In what types of psychological problems is it used?

In general terms, psychoeducation can be of great use as an initial phase of treatment in most of the documented psychological disorders or problems. As an example, it is widely used among professionals in well-known disorders such as:

  • Anxiety disorders: panic disorder, selective phobia, social anxiety disorder, agoraphobia, generalized anxiety disorder, illness anxiety disorder (hypochondria) …
  • Bipolar Disorder and Related Disorders.
  • Post-traumatic stress disorder.
  • Pathological grief.
  • Eating disorders : bulimia nervosa, anorexia nervosa, orthorexia …
  • Sexual dysfunctions.
  • Addictions.
  • Self-esteem problems : how low self- esteem is generated and maintained.

Practical examples

Next we are going to briefly explain the contents that could be explained in a psychoeducation session in anxiety disorders and in post-traumatic stress disorder.

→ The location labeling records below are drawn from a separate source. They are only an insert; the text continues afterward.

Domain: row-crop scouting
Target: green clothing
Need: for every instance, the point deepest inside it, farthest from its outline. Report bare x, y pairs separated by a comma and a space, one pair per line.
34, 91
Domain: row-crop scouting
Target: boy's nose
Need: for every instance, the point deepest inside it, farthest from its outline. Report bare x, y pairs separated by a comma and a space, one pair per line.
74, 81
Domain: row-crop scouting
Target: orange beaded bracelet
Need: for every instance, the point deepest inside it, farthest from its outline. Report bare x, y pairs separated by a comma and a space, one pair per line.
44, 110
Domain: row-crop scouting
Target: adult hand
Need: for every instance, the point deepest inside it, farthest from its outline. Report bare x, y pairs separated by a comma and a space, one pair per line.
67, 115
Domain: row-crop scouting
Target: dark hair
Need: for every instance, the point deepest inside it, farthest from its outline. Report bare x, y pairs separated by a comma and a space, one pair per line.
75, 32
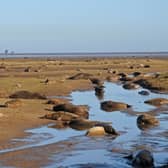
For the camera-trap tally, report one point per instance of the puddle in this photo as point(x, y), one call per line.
point(104, 151)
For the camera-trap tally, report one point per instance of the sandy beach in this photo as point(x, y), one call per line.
point(50, 77)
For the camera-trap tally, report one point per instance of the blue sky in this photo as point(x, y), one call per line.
point(83, 25)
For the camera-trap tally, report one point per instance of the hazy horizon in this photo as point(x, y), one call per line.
point(83, 26)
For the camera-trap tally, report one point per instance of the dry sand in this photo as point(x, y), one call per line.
point(13, 121)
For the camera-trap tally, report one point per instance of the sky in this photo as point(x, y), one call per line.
point(83, 25)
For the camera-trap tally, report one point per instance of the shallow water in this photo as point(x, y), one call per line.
point(104, 151)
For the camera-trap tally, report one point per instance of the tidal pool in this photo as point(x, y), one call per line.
point(104, 151)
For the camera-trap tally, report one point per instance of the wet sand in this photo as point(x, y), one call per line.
point(13, 121)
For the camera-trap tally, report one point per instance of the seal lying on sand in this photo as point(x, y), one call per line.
point(145, 121)
point(113, 106)
point(81, 111)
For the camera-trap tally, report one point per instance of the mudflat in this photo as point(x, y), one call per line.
point(51, 77)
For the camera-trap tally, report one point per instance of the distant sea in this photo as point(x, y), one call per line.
point(74, 55)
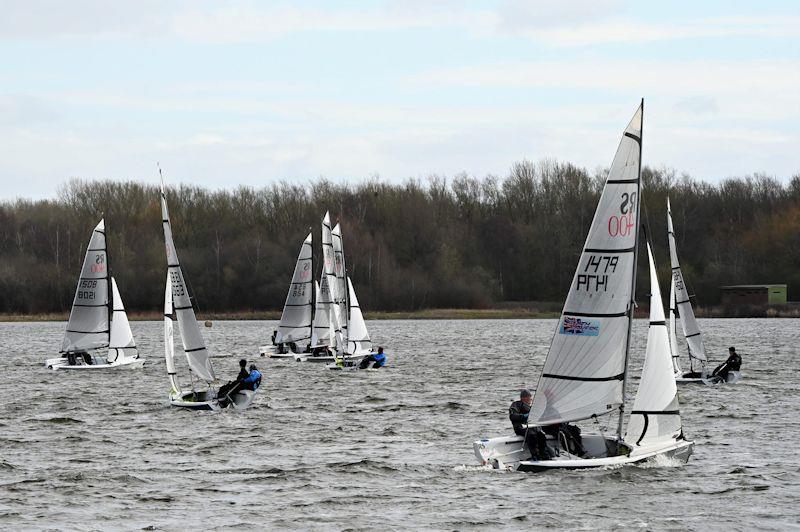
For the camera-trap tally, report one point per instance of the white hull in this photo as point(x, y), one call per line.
point(351, 364)
point(271, 351)
point(205, 400)
point(508, 453)
point(733, 377)
point(62, 363)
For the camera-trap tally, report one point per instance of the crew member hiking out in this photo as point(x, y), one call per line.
point(734, 363)
point(378, 360)
point(234, 386)
point(535, 439)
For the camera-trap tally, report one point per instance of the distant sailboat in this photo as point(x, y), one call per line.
point(585, 372)
point(681, 305)
point(202, 394)
point(98, 334)
point(295, 329)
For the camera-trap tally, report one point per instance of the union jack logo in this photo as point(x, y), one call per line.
point(577, 326)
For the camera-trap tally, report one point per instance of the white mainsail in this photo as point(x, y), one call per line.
point(193, 344)
point(584, 373)
point(673, 338)
point(358, 340)
point(295, 324)
point(691, 331)
point(340, 271)
point(89, 321)
point(329, 264)
point(655, 416)
point(169, 341)
point(121, 343)
point(320, 334)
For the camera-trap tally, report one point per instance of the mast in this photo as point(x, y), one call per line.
point(110, 292)
point(632, 302)
point(313, 292)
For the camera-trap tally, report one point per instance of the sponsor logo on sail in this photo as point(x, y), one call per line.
point(578, 327)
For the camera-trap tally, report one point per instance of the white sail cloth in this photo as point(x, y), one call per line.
point(121, 343)
point(691, 330)
point(193, 344)
point(169, 341)
point(585, 366)
point(89, 320)
point(329, 265)
point(340, 271)
point(673, 338)
point(655, 416)
point(320, 334)
point(295, 324)
point(358, 340)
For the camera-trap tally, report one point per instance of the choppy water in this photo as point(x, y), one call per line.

Psychoeducation in anxiety disorders

It is convenient to explain what anxiety is (emotional response to danger / threat), the objective it pursues (to protect the organism -at this moment the use of analogies or metaphors would be positive-), the relationship that exists between anxiety and the autonomic nervous system , the activation process that our body follows on a physical level in the face of a dangerous situation and explanation of all bodily sensations (muscle tension, increased heart rate, rapid breathing, dry mouth, trembling legs …).

How our body reacts to “non-dangerous” situations in which the brain mistakenly interprets that there is a danger, how the first panic attack can occur, the role our interpretations play on bodily sensations, and so on. Obviously, depending on the anxiety disorder, we must emphasize some concepts or others.

Psychoeducation in post-traumatic stress disorder

This explanation will vary depending on the type and frequency of trauma the victim has suffered.

An explanation is given about typical intrusive responses (why distressing memories or nightmares occur), the role of persistent avoidance of memories or stimuli associated with the event, cognitive and mood disturbances related to the episode (how exaggerated beliefs about oneself are formed), the significant alteration of activation and reactivity associated with the traumatic event (why do you feel hypervigilant all the time, what are the outbursts of anger or irritable behavior due to, sleep disturbances … ).

In addition, it is useful to explain the maintenance of PTSD, for example by a simple adaptation of the Horowitz (1986) model or the Lang (1988) model.